From the Democratic party, Elizabeth Warren has confirmed her role as the Senate’s leading crypto skeptic, calling for swift intervention and reform. Meanwhile, on the Republican side of the aisle, Cynthia Lummis has pushed the Justice Department to act against non-compliant crypto firms.
While the use of cryptocurrency by criminal groups and terrorist organizations has long been documented, since October 7, US politicians have been addressing the issue with renewed urgency.
Alongside her Republican colleague Roger Marshall, on October 17, Senator Warren published an article in the Wall Street Journal (WSJ), arguing the case for stricter anti-money laundering and counter-terror financing (AML/CFT) rules for crypto transactions.
Citing spurious figures that inflated the value of Hamas’ cryptocurrency proceeds, the article called for a sweeping overhaul of American AML/CFT regulation.
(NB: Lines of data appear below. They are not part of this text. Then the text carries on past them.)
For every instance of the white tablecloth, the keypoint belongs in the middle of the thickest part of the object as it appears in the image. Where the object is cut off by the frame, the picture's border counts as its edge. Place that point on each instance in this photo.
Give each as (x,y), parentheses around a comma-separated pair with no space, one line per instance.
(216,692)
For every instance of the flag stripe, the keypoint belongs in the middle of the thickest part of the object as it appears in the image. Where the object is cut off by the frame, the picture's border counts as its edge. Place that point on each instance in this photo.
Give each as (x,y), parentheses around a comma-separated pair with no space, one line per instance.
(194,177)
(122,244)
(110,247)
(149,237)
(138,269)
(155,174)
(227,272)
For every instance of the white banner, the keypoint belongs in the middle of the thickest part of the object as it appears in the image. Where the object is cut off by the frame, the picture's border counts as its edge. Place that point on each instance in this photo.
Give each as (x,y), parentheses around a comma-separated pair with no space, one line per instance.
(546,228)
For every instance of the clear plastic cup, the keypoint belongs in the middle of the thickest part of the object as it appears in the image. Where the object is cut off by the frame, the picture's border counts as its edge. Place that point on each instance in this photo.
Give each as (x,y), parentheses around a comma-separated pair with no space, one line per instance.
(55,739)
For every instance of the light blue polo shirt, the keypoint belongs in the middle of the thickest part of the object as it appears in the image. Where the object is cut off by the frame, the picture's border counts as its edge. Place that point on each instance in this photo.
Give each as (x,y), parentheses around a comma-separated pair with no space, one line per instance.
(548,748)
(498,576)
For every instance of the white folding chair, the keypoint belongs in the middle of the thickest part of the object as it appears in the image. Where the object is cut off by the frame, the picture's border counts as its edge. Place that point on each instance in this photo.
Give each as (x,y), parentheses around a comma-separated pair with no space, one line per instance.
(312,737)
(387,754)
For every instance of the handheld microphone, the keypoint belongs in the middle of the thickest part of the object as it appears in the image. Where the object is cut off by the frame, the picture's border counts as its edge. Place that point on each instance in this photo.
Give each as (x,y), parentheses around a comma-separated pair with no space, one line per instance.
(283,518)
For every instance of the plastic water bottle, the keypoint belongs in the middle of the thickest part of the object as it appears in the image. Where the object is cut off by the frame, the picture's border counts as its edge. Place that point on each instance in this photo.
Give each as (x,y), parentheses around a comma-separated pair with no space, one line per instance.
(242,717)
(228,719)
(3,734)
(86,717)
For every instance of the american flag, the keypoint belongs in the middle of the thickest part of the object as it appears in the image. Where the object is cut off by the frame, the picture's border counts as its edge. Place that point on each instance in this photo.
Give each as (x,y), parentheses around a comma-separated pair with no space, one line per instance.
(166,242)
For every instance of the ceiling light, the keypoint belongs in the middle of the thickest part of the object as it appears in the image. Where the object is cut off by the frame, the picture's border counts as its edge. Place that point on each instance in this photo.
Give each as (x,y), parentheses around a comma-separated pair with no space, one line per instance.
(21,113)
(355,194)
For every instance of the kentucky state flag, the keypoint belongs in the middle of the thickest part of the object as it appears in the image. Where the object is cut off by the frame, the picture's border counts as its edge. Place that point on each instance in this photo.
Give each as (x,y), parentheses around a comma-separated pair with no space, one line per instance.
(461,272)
“Every bank in America is required to engage in basic compliance activities to ensure it isn’t aiding criminals […] There is no reason billion-dollar Bitcoin mining companies, wallet providers, and others in so-called decentralized finance shouldn’t do the same,” the Senators wrote.
In addition to their article for the WSJ, Warren and Marshall wrote to the White House expressing their “grave concern” over the national security implications of Hamas and affiliated groups’ use of cryptocurrency.
The letter was signed by over 100 Congressional lawmakers from both parties. Many of the signatories have previously expressed their support for Warren and Marshal’s Digital Asset Anti-Money Laundering Act.
Like Senator Warren, Cynthia Lummis is known for bipartisan efforts to create a regulatory framework for crypto assets, having co-sponsored the Responsible Financial Innovation Act with Kirsten Gillibrand.
However, whereas the Warren-Marshall Act is focused on AML/CFT, Lumis and Gillibrand’s Bill turns its attention more toward consumer protection.
Nevertheless, on Thursday, Senator Lummis and House Representative French Hill wrote to the Justice Department, calling for it to expedite investigations into Tether and Binance, taking into account revelations that the two offshore crypto firms had facilitated transfers to Hamas-controlled crypto wallets.
On October 16, Tether revealed that it had frozen wallets, containing over $873,000 worth of stablecoins linked to illicit activity in Israel and Ukraine.
But while the asset freeze represents a victory in the battle against illicit crypto financing, Lummis observed that Tether only acted following a request from Israeli law enforcement.
Likewise, Binance only moved to shut over 100 accounts that were associated with Hamas after it was asked to by Israeli intelligence authorities.
“Based on this alarming information and the horrifying, unjustified attack on Israel,” Lummis and Hill urged the Justice Department “to reach a charging decision on Binance that reflects their level of culpability and expeditiously conclude [its] investigations into the ongoing illicit activities involving Tether.”
While their recent interventions suggest a shared goal — cracking down on the use of cryptocurrency to fund groups like Hamas — Warren and Lummis can hardly be considered bedmates in their respective campaigns to regulate the US crypto sector.
Since Politico first reported that Warren was building an “anti-crypto army” back in February, the Senator from Massachusetts has openly embraced the label, cultivating her image as one of the crypto sector’s harshest critics.
On the other hand, Politico’s equally catchy epithet for Senator Lummis dubbed her Washington’s “crypto queen,” a crown she has sought to leverage in building support for her Bill in the Senate.
The legislation Warren and Marshall have proposed has been widely condemned by US crypto firms, who argue that it would drastically increase the cost of regulatory compliance and stifle American innovation.
Meanwhile, the Lumis-Gillibrand Act has garnered a much more enthusiastic reception. For example, the Blockchain Association, whose members include Coinbase, Circle, Ripple, and others, lauded the legislation as a “milestone moment for crypto policy.”
Industry stakeholders have especially welcomed provisions in the bill that would settle the long-running debate over whether cryptocurrencies are securities, and clarify the tax status of different crypto investments.